REFERENCIAIS


A perda da paz está intimamente relacionada aos referenciais que elegemos ou ao fato de elegermos referenciais. Quando os elegemos, surgimos como identidades. É um processo mental. Mas podemos também operar diretamente no nível da emoção. Podemos gerar apegos emocionais a circunstâncias, locais, atividades e pessoas.

Quando estamos fixados, parece que aquilo é cósmico, que sempre foi assim. Se é em relação a uma pessoa, dizemos: “Certamente eu a encontrei em outra vida, ou em muitas vidas anteriores.” Pode ser verdade, mas nem sempre esta conexão tão forte é favorável. Quando isto se estabelece, podemos passar a viver em função do outro. Podemos nem nos dar conta claramente do processo, mas, quando o outro se aproxima, nossos nervos detectam. Respiramos mais fácil, ficamos mais alegres. Quando o outro vai embora, respiramos pior, ficamos meio deprimidos.

Se o outro nos abandona, é uma grande tragédia, porque nossa experiência de energia interna está na dependência daquela presença. É como se não soubéssemos viver, experimentamos uma dor incessante por dentro, pode até surgir uma dor física. Ficamos tão deprimidos que nem conseguimos respirar. Isto porque a energia tomou como referencial um aspecto condicionado, então passa a funcionar desta maneira.

De modo geral os namorados passam por esta síndrome. É uma situação grave. Não é um referencial lógico, é um referencial energético. Não é em nível de pele, mas em nível de energias, é interno. Quando aquele ser maravilhoso está próximo, temos uma condição de energia em que tudo parece fácil. Quando o ser se afasta, tudo parece difícil e penoso, e ficamos deprimidos. Não é uma depressão lógica, do tipo: estou com problemas; portanto, estou deprimido.

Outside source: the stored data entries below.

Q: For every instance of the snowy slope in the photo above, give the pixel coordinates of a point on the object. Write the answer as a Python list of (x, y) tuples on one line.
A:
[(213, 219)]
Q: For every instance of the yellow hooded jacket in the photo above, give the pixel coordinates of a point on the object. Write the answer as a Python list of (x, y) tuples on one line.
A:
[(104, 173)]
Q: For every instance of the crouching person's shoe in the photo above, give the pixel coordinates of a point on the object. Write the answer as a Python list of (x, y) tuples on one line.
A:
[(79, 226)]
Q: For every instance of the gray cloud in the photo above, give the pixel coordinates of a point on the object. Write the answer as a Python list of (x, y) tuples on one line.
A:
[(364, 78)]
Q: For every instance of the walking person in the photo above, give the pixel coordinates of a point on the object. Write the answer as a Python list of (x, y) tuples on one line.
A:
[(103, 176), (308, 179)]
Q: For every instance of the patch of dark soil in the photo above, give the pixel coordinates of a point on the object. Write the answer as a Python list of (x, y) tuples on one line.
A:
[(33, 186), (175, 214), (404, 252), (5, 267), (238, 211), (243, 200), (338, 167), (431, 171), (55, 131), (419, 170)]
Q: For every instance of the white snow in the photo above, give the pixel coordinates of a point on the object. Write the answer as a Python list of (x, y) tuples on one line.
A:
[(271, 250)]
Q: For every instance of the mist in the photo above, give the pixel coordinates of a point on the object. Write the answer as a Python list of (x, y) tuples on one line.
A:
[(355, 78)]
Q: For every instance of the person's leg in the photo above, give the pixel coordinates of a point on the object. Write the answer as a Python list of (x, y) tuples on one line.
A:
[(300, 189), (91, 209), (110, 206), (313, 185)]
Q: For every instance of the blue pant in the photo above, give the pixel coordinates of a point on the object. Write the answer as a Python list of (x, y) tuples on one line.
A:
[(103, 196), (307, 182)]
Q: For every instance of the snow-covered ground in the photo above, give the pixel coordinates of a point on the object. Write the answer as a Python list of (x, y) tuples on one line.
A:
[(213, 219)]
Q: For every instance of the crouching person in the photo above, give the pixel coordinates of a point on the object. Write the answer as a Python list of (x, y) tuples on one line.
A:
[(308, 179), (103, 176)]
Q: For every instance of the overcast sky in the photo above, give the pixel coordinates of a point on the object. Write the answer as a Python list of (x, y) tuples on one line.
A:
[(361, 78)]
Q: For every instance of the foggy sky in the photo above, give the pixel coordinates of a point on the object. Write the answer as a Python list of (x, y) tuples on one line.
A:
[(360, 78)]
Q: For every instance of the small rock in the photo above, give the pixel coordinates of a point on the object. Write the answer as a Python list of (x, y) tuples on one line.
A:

Os namorados vivem um dentro do outro. Exercem seu efeito num nível sutil. É outro tipo de referencial, outro tipo de fixação. Esta fixação dá origem a outras. Transcende o aspecto mental, lógico, e se manifesta como uma energia. Mas, quando não olhamos para isto de forma exata, podemos cair em algumas armadilhas. Entre estas está o fato de pensarmos que estamos namorando a outra pessoa. Na verdade estamos namorando nosso estado energético. Ficamos fixados a uma energia interna. Se a energia está presente, achamos ótimo. Se a energia não está presente, ficamos mal. Descobrimos que a energia está presente se o outro está próximo.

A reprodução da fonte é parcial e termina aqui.